The EU has united behind the Brexit deal in Brussels, making clear this is the only deal possible. But as the EU Council president stated, this is not the end of the road - it marks just the first step of many.
"Ahead of us is the difficult process of ratification as well as further negotiations. But regardless of how it will all end, one thing is certain: we will remain friends until the end of days, and one day longer," commented Tusk with a smile.
The main sticking point ahead of Sunday's summit had been the issue of Gibraltar. However, a last minute fix was found - with Spain claiming victory. Something which may cause problems for the UK prime minister.
However, Theresa May came out on the defensive, with tougher times ahead.
"Before Christmas, MPs will vote on this deal. It will be one of the most significant votes that parliament has held for many years on it will depend whether we move forward together into a brighter future or open the door to yet more division and uncertainty."
Words that seem to sum up the mood at an Anti-Brexit protest in Brussels. And even members of the UK opposition say the deal won't make it to the end of the year.

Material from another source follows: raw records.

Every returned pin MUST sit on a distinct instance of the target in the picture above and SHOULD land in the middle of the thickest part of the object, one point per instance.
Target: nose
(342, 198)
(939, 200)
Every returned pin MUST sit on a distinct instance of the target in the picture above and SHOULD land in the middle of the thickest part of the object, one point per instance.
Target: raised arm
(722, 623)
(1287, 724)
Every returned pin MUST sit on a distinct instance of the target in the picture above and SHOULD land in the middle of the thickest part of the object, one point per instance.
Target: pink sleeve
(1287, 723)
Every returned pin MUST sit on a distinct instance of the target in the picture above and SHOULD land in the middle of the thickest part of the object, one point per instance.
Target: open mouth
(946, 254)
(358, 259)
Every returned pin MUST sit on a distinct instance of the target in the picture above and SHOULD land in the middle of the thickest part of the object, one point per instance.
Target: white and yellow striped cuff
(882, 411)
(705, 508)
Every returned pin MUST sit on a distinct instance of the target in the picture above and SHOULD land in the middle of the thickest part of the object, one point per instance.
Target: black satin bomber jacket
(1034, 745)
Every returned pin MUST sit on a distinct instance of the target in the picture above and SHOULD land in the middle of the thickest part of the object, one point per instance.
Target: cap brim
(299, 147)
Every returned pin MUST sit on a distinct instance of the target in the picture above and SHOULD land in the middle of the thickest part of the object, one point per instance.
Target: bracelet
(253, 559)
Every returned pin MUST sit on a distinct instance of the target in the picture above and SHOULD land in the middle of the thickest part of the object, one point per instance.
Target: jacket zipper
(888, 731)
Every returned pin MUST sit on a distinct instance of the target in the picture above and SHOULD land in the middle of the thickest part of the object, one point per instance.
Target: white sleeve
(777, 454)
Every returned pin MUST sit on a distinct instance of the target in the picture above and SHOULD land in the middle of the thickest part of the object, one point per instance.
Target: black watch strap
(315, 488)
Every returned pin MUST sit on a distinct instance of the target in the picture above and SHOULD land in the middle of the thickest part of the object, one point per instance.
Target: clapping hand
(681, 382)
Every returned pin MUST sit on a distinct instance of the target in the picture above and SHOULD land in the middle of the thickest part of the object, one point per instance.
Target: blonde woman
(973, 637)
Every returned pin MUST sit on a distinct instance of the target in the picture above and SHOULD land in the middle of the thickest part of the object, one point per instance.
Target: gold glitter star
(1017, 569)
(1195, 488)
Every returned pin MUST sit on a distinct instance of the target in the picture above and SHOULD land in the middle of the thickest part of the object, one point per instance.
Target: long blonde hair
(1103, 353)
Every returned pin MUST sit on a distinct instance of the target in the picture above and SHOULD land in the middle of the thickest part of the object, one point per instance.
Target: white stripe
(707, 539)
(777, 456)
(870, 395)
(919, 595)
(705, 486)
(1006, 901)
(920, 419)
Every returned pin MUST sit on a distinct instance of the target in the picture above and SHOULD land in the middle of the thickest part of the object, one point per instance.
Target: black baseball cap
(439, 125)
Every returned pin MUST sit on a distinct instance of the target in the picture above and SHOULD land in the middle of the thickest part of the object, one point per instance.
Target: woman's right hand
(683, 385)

"This divorce deal is likely to be rejected by the House of Commons, it's bad for Britain, bad for Europe, it tears us apart. That's why there are so many people here today from Britain and elsewhere opposing it and this is not a settled issue," remarks Richard Corbett, UK Labour MEP.
Although the UK m ay be divided, anti-Brexit activist Femi Oluwole comments that the withdrawal agreement unites both sides over their disdain for the deal.
"Even the people that people who voted for Brexit they are not happy with this deal. They wanted more control, this deal means they'll have less control over their country. This is a betrayal of not just the people who voted for Brexit, not just the young people, but the entire country for generations to come."